The noted journalist gathers his New Yorker pieces on America’s misadventure in Afghanistan.
American soldiers put boots on the ground in Afghanistan shortly after 9/11, their mission to smash al-Qaida and hunt down Osama bin Laden, the architect of the attack on the U.S. Two decades later, Afghanistan’s “pliant…pro-Western regime” collapsed, replaced by the Taliban. Basing his accounts on numerous sojourns in the country over that two-decade stretch of the American war, Anderson is particularly good with the small, revealing details of daily life, such as the interaction of the citizens of Kabul with the Taliban: “For the most part, they seemed to ignore each other, as if they came from different worlds but were forced to coexist.” Early in the war, he notes, the one man who knew where bin Laden might be hiding was assassinated.

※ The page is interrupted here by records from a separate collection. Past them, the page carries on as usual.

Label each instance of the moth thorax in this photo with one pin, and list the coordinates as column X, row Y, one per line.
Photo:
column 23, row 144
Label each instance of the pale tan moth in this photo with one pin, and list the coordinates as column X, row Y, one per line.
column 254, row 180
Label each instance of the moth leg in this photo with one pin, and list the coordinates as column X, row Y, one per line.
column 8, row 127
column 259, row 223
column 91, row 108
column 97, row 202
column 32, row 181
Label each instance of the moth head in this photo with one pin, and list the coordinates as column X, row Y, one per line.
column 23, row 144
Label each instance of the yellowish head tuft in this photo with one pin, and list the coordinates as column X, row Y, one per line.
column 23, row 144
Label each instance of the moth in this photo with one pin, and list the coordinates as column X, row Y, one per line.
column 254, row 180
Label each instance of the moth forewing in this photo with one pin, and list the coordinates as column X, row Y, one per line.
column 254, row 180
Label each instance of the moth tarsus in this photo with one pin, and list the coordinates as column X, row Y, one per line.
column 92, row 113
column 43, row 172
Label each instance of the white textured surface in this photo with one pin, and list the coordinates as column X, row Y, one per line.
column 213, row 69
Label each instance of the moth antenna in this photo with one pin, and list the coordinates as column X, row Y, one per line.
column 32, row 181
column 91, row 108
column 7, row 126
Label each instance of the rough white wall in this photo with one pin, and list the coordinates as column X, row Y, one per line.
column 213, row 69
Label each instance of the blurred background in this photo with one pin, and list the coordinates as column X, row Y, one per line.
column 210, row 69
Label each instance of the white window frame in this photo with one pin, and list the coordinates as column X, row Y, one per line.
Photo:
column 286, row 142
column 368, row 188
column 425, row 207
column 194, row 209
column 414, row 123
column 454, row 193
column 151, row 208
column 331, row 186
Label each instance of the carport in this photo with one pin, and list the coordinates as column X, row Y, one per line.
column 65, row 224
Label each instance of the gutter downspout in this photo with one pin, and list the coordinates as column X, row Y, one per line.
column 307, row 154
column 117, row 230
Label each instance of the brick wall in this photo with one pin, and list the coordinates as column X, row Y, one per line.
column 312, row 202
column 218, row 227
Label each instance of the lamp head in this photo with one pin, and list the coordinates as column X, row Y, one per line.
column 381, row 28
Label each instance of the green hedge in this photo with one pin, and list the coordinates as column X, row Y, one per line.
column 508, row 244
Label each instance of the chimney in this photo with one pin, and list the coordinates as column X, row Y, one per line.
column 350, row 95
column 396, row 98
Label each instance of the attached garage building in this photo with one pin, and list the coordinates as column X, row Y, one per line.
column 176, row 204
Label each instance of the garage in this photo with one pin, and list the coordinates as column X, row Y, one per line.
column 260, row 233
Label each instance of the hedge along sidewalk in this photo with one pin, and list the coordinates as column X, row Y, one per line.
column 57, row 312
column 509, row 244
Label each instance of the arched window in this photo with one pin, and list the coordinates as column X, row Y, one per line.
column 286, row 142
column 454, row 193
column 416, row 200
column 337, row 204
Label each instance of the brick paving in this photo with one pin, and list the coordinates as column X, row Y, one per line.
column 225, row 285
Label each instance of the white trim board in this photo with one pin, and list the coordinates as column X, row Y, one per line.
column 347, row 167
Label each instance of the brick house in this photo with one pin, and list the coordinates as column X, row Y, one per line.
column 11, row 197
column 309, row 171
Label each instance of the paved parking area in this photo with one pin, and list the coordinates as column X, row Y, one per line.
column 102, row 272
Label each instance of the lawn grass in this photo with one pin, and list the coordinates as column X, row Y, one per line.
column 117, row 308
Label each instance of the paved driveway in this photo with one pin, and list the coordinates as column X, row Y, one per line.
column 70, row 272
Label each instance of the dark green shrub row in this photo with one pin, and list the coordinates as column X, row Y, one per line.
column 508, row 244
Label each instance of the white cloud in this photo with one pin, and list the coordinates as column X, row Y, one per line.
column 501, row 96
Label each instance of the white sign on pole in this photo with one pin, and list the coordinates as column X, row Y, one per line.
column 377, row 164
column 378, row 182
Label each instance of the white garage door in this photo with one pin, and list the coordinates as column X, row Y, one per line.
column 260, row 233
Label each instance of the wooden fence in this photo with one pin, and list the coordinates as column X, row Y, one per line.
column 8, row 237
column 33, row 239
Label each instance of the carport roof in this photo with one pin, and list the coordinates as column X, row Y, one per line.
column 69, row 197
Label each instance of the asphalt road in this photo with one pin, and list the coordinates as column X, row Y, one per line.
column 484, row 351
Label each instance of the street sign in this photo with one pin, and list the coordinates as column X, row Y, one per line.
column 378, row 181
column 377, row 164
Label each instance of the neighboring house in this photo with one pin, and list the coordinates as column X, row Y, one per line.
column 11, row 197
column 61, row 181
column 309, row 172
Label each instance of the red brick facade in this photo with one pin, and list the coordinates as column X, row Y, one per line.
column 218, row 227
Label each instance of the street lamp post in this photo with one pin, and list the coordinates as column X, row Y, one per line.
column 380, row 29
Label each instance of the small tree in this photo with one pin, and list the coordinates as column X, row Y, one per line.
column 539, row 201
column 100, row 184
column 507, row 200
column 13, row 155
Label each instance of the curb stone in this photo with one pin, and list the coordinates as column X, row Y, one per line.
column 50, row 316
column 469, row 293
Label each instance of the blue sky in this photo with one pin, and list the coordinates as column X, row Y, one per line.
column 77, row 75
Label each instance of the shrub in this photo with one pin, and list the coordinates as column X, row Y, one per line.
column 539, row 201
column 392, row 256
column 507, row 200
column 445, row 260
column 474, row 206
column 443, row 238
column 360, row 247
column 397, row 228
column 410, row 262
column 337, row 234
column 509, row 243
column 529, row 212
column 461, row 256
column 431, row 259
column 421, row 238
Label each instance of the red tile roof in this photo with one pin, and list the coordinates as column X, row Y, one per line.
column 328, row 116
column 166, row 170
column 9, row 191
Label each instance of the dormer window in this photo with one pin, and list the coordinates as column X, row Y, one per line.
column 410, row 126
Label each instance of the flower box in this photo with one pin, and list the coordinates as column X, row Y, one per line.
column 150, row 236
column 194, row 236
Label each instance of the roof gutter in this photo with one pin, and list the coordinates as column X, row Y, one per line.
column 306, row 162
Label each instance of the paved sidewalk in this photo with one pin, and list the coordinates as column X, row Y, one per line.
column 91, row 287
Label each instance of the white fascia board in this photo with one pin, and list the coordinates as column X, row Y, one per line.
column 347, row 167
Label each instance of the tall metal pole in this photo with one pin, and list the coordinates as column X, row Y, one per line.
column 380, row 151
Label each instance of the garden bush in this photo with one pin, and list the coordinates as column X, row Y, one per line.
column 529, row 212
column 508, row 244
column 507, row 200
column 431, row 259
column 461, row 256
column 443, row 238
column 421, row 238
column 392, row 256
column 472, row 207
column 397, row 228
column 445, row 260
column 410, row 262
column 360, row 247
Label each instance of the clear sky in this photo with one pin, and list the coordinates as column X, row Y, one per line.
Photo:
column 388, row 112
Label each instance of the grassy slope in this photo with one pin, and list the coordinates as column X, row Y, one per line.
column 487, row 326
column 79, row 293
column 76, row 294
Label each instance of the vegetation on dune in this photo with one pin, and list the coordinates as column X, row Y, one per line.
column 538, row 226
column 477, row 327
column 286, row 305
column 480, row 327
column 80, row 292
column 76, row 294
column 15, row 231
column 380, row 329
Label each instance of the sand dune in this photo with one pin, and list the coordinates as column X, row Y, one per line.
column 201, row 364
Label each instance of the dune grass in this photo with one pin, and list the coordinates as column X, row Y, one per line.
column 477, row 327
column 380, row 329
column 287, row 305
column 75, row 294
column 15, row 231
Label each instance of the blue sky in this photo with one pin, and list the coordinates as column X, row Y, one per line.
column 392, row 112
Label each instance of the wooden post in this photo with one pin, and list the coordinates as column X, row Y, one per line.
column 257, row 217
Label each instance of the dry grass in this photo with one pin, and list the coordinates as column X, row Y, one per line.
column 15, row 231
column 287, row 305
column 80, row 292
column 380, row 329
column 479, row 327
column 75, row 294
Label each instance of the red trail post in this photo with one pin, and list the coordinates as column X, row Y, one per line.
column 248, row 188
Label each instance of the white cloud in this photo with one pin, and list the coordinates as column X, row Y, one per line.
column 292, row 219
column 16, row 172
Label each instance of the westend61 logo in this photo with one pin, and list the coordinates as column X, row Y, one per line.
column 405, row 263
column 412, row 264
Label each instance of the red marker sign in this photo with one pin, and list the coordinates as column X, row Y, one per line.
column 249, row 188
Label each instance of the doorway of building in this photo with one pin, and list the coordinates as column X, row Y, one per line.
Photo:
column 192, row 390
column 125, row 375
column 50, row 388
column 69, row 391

That would be a common theme, as tribal leaders across the nation were targeted by rivals; even so, Anderson observes, the government of Hamid Karzai, “built on uneasy alliances, accommodated a range of aggressive warlords and corrupt officials.” Much of Afghanistan is “preindustrial,” governed by the rhythms and mores of rural life in small towns and villages where, the author writes memorably, “lambs are tethered next to men with long knives who slaughter them and hang the carcasses from hooks, hacking them into a steadily diminishing mess of blood and meat and bone and fat by day’s end.” One of the many flaws in American strategy there, it seems, was to assume that the country was more modern and ready for democracy than it was. Indeed, he remarks at the end of the book, “there is now no place on earth that is more oppressive for women than Afghanistan.”
Essential for understanding the futility of America’s longest war.